Ради бога, нельзя ли на попятный?

Так не сердитесь на меня, дорогой Николай Николаевич, и верьте, что никогда не перестану вас любить. Писать мне не смею просить. Я не стою того.

Жена вам посылает дружеский поклон.

Ваш Л. Толстой.

348. И. С. Тургеневу

1878 г. Октября 27. Ясная Поляна. 27 октября.

Кругом виноват перед вами, любезнейший Иван Сергеевич. Хотел писать вам вслед за вашим отъездом*, а кончилось тем, что и на ваше письмо* промешкал ответом. У нас, слава богу, все здорово, но я не писал оттого, что это последнее время был (выражаясь довольно точно) умственно нездоров: ходил на охоту, читал, но был буквально не способен ни к какой умственной самобытной деятельности – даже написать письмо, в котором бы был смысл. Со мной это бывает иногда, и вы, верно, знаете это, и если не знаете, то наверно понимаете. По этой же причине не отвечал и Ралстону, но нынче надеюсь ответить ему*.

Переведенных по‑английски «Казаков» мне прислал Скайлер*, кажется, очень хорошо переведено. По‑французски же переводила бар. Менгден, которую вы у нас видели, и, наверно, дурно*. Пожалуйста, не думайте, что я гримасничаю, но, ей‑богу, перечитывание хоть мельком и упоминание о моих писаниях производит во мне очень неприятное сложное чувство, в котором главная доля есть стыд и страх, что надо мной смеются. То же и случилось со мною при составлении биографии*. Я увидел, что не могу, и желал бы отделаться.

Как я ни люблю вас и верю, что вы хорошо расположены ко мне, мне кажется, что и вы надо мной смеетесь*. Поэтому не будем говорить о моих писаньях. И вы знаете, что каждый человек сморкается по‑своему, и верьте, что я именно так, как говорю, люблю сморкаться. Радуюсь от всей души, что вы здоровы и у ваших все благополучно, и продолжаю любоваться на вашу зеленую старость. В те 16 лет, которые мы не видались*, вы только сделались лучше во всех отношениях, даже в физическом.

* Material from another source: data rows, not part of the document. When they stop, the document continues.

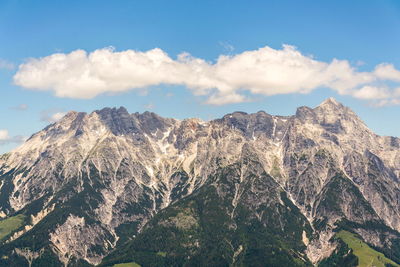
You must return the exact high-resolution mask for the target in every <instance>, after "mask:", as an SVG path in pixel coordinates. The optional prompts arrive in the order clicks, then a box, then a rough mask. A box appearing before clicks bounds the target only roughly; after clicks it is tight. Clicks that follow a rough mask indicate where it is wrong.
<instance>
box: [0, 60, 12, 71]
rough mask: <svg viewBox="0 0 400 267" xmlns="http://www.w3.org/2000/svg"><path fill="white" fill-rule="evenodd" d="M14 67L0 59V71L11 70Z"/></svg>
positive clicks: (11, 69) (5, 60)
mask: <svg viewBox="0 0 400 267" xmlns="http://www.w3.org/2000/svg"><path fill="white" fill-rule="evenodd" d="M14 68H15V66H14V64H13V63H11V62H8V61H7V60H4V59H1V58H0V69H6V70H12V69H14Z"/></svg>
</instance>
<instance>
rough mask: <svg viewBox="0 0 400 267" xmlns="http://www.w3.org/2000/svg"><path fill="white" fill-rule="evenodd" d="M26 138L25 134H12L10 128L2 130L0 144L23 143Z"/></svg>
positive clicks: (0, 133)
mask: <svg viewBox="0 0 400 267" xmlns="http://www.w3.org/2000/svg"><path fill="white" fill-rule="evenodd" d="M25 140H26V138H25V137H23V136H19V135H17V136H10V135H9V133H8V130H4V129H2V130H0V145H4V144H9V143H22V142H24V141H25Z"/></svg>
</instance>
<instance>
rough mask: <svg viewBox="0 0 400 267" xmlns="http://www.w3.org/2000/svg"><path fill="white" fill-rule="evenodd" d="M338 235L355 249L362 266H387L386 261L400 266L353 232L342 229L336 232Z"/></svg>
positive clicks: (352, 249) (336, 236)
mask: <svg viewBox="0 0 400 267" xmlns="http://www.w3.org/2000/svg"><path fill="white" fill-rule="evenodd" d="M336 237H338V238H340V239H342V240H343V241H344V242H345V243H346V244H347V245H348V246H349V247H350V248H351V249H352V250H353V254H354V255H356V256H357V258H358V266H360V267H368V266H369V267H371V266H376V267H385V264H386V263H390V264H392V265H394V266H399V267H400V265H399V264H397V263H395V262H394V261H392V260H390V259H388V258H386V257H385V255H383V254H382V253H380V252H378V251H376V250H374V249H372V248H371V247H370V246H368V245H367V244H366V243H364V242H363V241H362V240H360V239H359V238H358V237H357V236H356V235H354V234H353V233H350V232H348V231H343V230H342V231H340V232H339V233H337V234H336Z"/></svg>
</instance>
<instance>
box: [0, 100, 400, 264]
mask: <svg viewBox="0 0 400 267" xmlns="http://www.w3.org/2000/svg"><path fill="white" fill-rule="evenodd" d="M399 144H400V142H399V139H398V138H394V137H381V136H378V135H376V134H374V133H373V132H372V131H370V130H369V129H368V128H367V126H366V125H365V124H364V123H363V122H362V121H361V120H360V119H359V118H358V117H357V116H356V115H355V114H354V113H353V112H352V111H351V110H350V109H348V108H347V107H344V106H343V105H342V104H340V103H338V102H337V101H336V100H334V99H328V100H326V101H324V102H323V103H322V104H321V105H319V106H318V107H316V108H314V109H312V108H308V107H300V108H298V110H297V112H296V114H295V115H294V116H272V115H269V114H267V113H265V112H263V111H260V112H257V113H255V114H247V113H244V112H235V113H232V114H228V115H226V116H224V117H223V118H221V119H217V120H213V121H208V122H204V121H201V120H199V119H187V120H182V121H180V120H175V119H168V118H162V117H160V116H158V115H156V114H154V113H150V112H145V113H143V114H139V113H134V114H129V113H128V112H127V110H126V109H125V108H122V107H121V108H119V109H115V108H113V109H110V108H105V109H102V110H99V111H94V112H92V113H90V114H86V113H78V112H70V113H68V114H67V115H66V116H65V117H64V118H63V119H62V120H60V121H59V122H57V123H54V124H52V125H49V126H48V127H46V128H45V129H44V130H43V131H40V132H38V133H37V134H34V135H33V136H32V137H31V138H30V139H29V140H28V141H27V142H26V143H25V144H23V145H22V146H21V147H20V148H18V149H16V150H14V151H13V152H11V153H9V154H7V155H4V156H2V157H1V158H0V175H1V177H0V180H1V188H0V198H1V199H0V209H1V214H2V216H3V217H7V218H9V217H12V216H16V215H18V214H22V215H24V218H25V223H24V225H23V226H22V227H21V228H19V229H16V230H15V231H13V232H12V233H10V234H9V235H8V236H7V237H6V238H5V239H4V240H3V246H2V248H1V250H0V252H1V253H2V255H4V256H6V257H3V258H2V264H9V262H10V260H11V259H12V261H13V262H17V263H18V264H22V265H19V266H23V264H27V261H26V260H25V258H26V259H28V261H30V262H31V263H32V262H33V263H35V262H36V264H39V263H40V262H41V263H42V264H43V262H46V264H50V263H51V264H53V265H54V266H59V265H61V264H64V265H71V266H73V265H82V264H94V265H95V264H99V263H101V261H102V259H103V258H104V256H106V255H108V254H109V253H110V252H111V251H116V252H113V254H111V255H110V256H109V257H108V258H107V260H108V262H109V263H111V262H117V261H118V259H120V260H121V259H122V258H124V257H122V256H121V255H120V254H118V251H127V250H129V248H132V250H133V252H132V253H131V254H132V255H133V254H134V251H136V250H137V246H135V245H134V244H135V242H139V241H137V240H142V239H143V236H146V235H147V236H148V235H150V236H151V237H154V231H155V232H156V233H157V231H159V229H158V228H157V225H160V224H161V225H163V223H164V224H167V225H169V226H168V227H173V228H174V229H178V230H179V229H180V228H179V222H178V221H179V220H176V219H174V218H175V217H176V216H177V214H179V212H175V214H174V212H172V211H173V210H174V209H177V210H184V211H186V210H188V209H189V210H190V209H191V208H190V205H192V204H193V203H195V204H193V205H202V206H204V209H206V211H204V210H203V211H201V212H200V211H198V210H196V209H194V211H191V213H190V214H192V213H193V212H194V213H195V215H193V216H194V217H195V218H197V219H195V220H192V219H190V218H189V217H193V216H192V215H190V216H188V218H189V219H188V220H189V221H192V223H194V221H196V220H200V221H203V222H204V221H206V222H207V221H209V220H210V218H209V217H210V216H212V212H213V211H211V210H209V209H220V210H219V213H221V214H225V215H223V216H224V217H223V219H221V220H222V222H224V223H222V224H221V221H220V222H218V223H216V226H218V227H227V229H229V231H233V232H232V233H231V234H230V235H227V236H225V235H223V237H224V238H226V239H227V240H228V241H227V244H228V243H229V244H231V245H232V246H233V249H231V250H230V251H229V250H226V247H224V246H222V247H221V246H219V247H218V249H219V250H220V251H221V250H222V251H223V253H222V255H226V257H225V258H224V259H225V260H226V259H228V258H229V259H230V260H229V261H227V264H233V265H235V264H238V265H240V264H245V265H246V262H247V263H248V262H249V259H253V258H252V257H250V256H251V255H253V256H254V254H248V253H250V252H249V251H253V252H254V251H263V252H262V253H264V254H265V255H269V254H268V253H272V251H274V249H275V247H274V248H265V247H253V248H250V247H249V244H250V243H246V242H244V241H243V240H242V241H240V242H239V240H237V239H236V240H233V239H229V238H228V237H229V236H235V234H234V233H236V232H235V231H236V230H235V229H234V228H235V227H236V228H240V229H242V230H240V231H239V230H237V233H241V235H248V236H249V238H251V236H252V235H253V234H252V233H251V232H249V231H247V230H246V231H244V230H243V227H244V225H248V224H250V225H253V226H254V227H255V228H256V229H258V231H259V232H260V233H261V232H263V231H264V230H263V229H269V228H271V226H272V225H275V224H276V223H277V222H276V221H273V220H272V219H276V218H280V219H279V220H278V221H279V223H280V224H281V227H280V228H279V229H283V230H284V229H286V227H292V228H290V229H293V233H295V234H293V236H291V237H287V238H286V239H285V240H286V241H287V242H289V243H288V244H286V245H285V246H286V247H287V249H288V250H287V253H286V254H285V253H284V254H282V255H281V256H282V257H283V258H285V259H286V260H287V261H286V262H288V263H289V262H296V264H299V265H309V264H311V263H313V264H315V263H317V262H319V261H321V260H322V259H324V258H326V257H328V256H329V255H330V254H331V253H332V252H334V250H335V247H336V243H335V242H334V241H332V240H331V237H332V236H333V235H334V230H335V229H339V228H340V227H341V228H344V227H346V228H350V229H351V230H352V231H353V232H356V233H358V234H359V235H360V236H361V237H362V238H363V239H364V240H365V241H366V242H368V243H370V244H371V245H373V246H375V247H377V248H379V249H381V250H383V251H389V250H390V251H391V252H392V253H391V254H392V255H391V256H392V258H394V259H395V260H396V259H398V258H400V247H397V246H396V244H398V243H396V242H398V241H397V240H398V238H399V234H398V231H399V230H400V220H399V219H400V216H399V196H400V194H399V193H400V191H399V183H398V178H399V173H400V160H399V159H400V158H399V157H400V156H399V155H400V153H399V152H400V149H399ZM234 166H236V167H234ZM238 166H240V167H238ZM255 166H257V167H255ZM227 169H228V170H230V172H229V174H228V173H225V174H224V175H222V174H221V173H224V170H227ZM255 170H257V171H255ZM249 171H252V173H251V174H250V173H249ZM266 177H268V178H266ZM266 179H267V180H268V181H270V182H269V183H271V184H270V185H268V184H265V180H266ZM272 185H273V186H272ZM271 186H272V187H271ZM272 188H273V189H272ZM203 192H208V193H207V194H210V195H207V194H206V193H203ZM257 192H258V193H257ZM272 192H275V193H272ZM202 194H203V195H202ZM204 194H206V195H204ZM207 198H210V199H214V200H215V201H217V202H218V203H220V205H221V206H216V207H214V206H209V205H206V204H205V202H204V201H205V200H204V199H207ZM188 199H192V201H193V202H188V201H189V200H188ZM188 203H192V204H190V205H189V204H188ZM188 205H189V206H188ZM171 209H172V211H171V212H172V215H170V216H169V217H168V216H167V217H162V216H164V215H162V214H163V213H160V211H165V212H166V213H167V214H169V213H170V212H169V211H168V210H171ZM294 210H297V211H294ZM267 211H268V212H267ZM207 212H208V213H207ZM243 214H246V218H248V220H247V219H245V220H244V221H243V216H244V215H243ZM160 216H161V217H160ZM171 216H172V217H171ZM179 216H180V215H179ZM179 216H178V218H179ZM185 216H186V215H185ZM221 216H222V215H221ZM291 217H293V218H297V219H298V220H299V223H297V224H295V226H293V225H292V222H290V221H288V220H287V218H291ZM32 218H35V219H32ZM160 218H161V219H160ZM156 222H157V223H156ZM173 222H175V224H174V223H173ZM146 224H147V226H146V227H145V225H146ZM189 224H190V223H189ZM194 224H195V225H198V228H196V229H200V230H196V231H195V233H194V234H195V235H196V234H201V235H202V237H201V238H200V237H199V238H198V240H197V241H196V242H198V245H196V246H194V247H191V251H190V253H189V252H187V251H186V250H184V249H183V250H182V248H177V247H175V246H170V245H168V244H167V243H168V242H167V243H160V244H163V245H164V246H165V247H164V249H166V248H169V249H170V251H168V253H167V255H168V256H167V257H166V259H165V260H167V262H168V260H171V261H175V260H178V259H179V260H180V261H179V262H180V263H181V264H184V263H185V260H184V259H185V257H186V256H187V255H186V254H187V253H189V254H190V255H192V256H191V260H192V261H193V259H199V257H200V256H199V255H204V254H202V253H205V251H207V249H205V246H206V243H205V240H209V241H210V238H212V237H213V235H210V234H206V236H208V237H207V238H206V239H205V237H204V234H205V232H204V231H206V233H207V230H206V229H207V227H206V228H205V225H204V223H203V224H200V223H198V222H196V223H194ZM255 225H256V226H255ZM232 227H233V229H234V230H232V229H231V228H232ZM293 227H294V228H293ZM152 229H153V230H152ZM157 229H158V230H157ZM168 229H169V228H168ZM168 229H167V230H168ZM279 229H275V230H274V232H273V233H272V232H268V233H266V235H265V236H264V238H266V239H267V238H269V242H275V241H276V240H279V239H277V236H278V235H277V233H279V231H281V230H279ZM164 230H165V229H164ZM170 230H171V229H170ZM181 230H182V229H181ZM184 230H185V229H184ZM185 231H186V230H185ZM185 231H183V232H182V233H181V234H182V235H183V236H186V235H187V232H185ZM229 231H228V232H229ZM243 231H244V232H243ZM284 232H285V231H283V232H282V233H284ZM151 233H153V234H151ZM225 234H226V233H225ZM39 236H40V237H39ZM135 240H136V241H135ZM166 240H168V238H167V237H166ZM274 240H275V241H274ZM192 241H193V240H192ZM286 241H285V242H286ZM132 242H133V243H132ZM193 242H195V241H193ZM193 242H192V243H193ZM196 242H195V243H196ZM232 242H233V243H232ZM235 242H236V243H235ZM131 243H132V244H131ZM192 243H190V244H192ZM130 244H131V245H130ZM196 244H197V243H196ZM279 244H280V242H278V243H277V245H276V246H277V247H279V246H280V245H279ZM240 247H241V249H240V251H238V249H239V248H240ZM289 248H290V249H289ZM17 249H18V250H17ZM151 249H153V250H154V249H156V248H154V247H152V248H151ZM151 249H149V250H148V251H142V252H143V253H145V254H146V253H147V254H146V255H147V256H146V257H147V258H149V257H150V258H151V257H156V256H154V255H153V254H151V253H150V254H148V253H149V251H150V250H151ZM157 249H159V250H162V249H163V248H162V247H157ZM271 249H272V250H271ZM17 251H19V252H17ZM21 251H22V252H21ZM284 251H286V250H284ZM135 253H136V254H137V253H139V252H137V251H136V252H135ZM246 253H247V254H246ZM136 254H135V255H136ZM139 254H140V253H139ZM112 255H119V256H118V257H120V258H114V259H113V258H112ZM174 255H175V256H174ZM183 255H185V256H183ZM249 255H250V256H249ZM271 255H275V254H271ZM393 255H394V256H393ZM7 257H8V258H7ZM121 257H122V258H121ZM137 257H138V256H137ZM146 257H145V258H146ZM396 257H397V258H396ZM139 258H140V257H139ZM156 258H157V257H156ZM278 258H279V257H278ZM283 258H280V259H281V260H283ZM140 259H141V260H142V261H143V262H146V259H143V257H142V258H140ZM232 259H234V260H232ZM124 260H128V259H127V258H126V257H125V258H124ZM213 260H214V261H216V262H218V261H219V260H221V259H216V258H213V259H210V262H209V263H214V264H216V262H213ZM259 260H261V259H260V258H259ZM188 262H190V259H187V262H186V263H188ZM191 263H193V262H191ZM142 264H144V263H142ZM163 264H167V263H166V262H163ZM150 265H151V264H150ZM48 266H50V265H48Z"/></svg>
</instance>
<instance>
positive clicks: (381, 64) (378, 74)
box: [374, 63, 400, 82]
mask: <svg viewBox="0 0 400 267" xmlns="http://www.w3.org/2000/svg"><path fill="white" fill-rule="evenodd" d="M374 73H375V75H376V76H377V77H378V78H380V79H382V80H390V81H396V82H400V71H399V70H396V68H395V67H394V66H393V65H392V64H388V63H383V64H379V65H378V66H376V68H375V71H374Z"/></svg>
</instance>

Не могу не желать вам все‑таки того же, что и для меня составляет главное счастие жизни, – труда, с уверенностью в его важности и совершенстве. Я ведь ни крошечки не верю вам, чтобы вы перестали писать, и не хочу верить, потому что знаю, что в вас, как в бутылке, которую слишком круто поворачивали, самое лучшее еще осталось. И нужно только найти то положение, при котором оно спокойно польется. Этого‑то желаю для вас и для себя.

Осень у нас чудесная, и я зайцев травлю пропасть, но валдшнепов не было.

Что «Евгений Онегин» Чайковского? Я не слышал еще его, но меня очень интересует.

От души обнимаю вас. Жена кланяется и благодарит за память.

Ваш Л. Толстой.

349. Уильяму ролстону

<перевод с английского>

1878 г. Октября 27. Ясная Поляна.

Милостивый государь.

Я очень сожалею, что не могу дать на ваше письмо* положительного ответа. Дело в том, что я очень сомневаюсь, чтобы я был таким значительным писателем, события жизни которого могли бы представлять интерес не только для русской, но и для европейской публики. Я вполне убежден многочисленными примерами писателей, которых современники ставили сначала очень высоко, но которые затем были совершенно забыты еще при жизни, что современники не могут правильно судить о достоинствах литературных произведений. Поэтому, несмотря на мое желание, я не могу разделять временную иллюзию нескольких друзей, утверждающих с уверенностью, что мои произведения должны будут занять некоторое место в русской литературе. Я совершенно искренно не знаю, будет ли кто‑нибудь читать мои произведения через сто лет, или же они будут забыты через сто дней, и поэтому не хочу оказаться в смешном положении, в случае весьма вероятной ошибки моих друзей.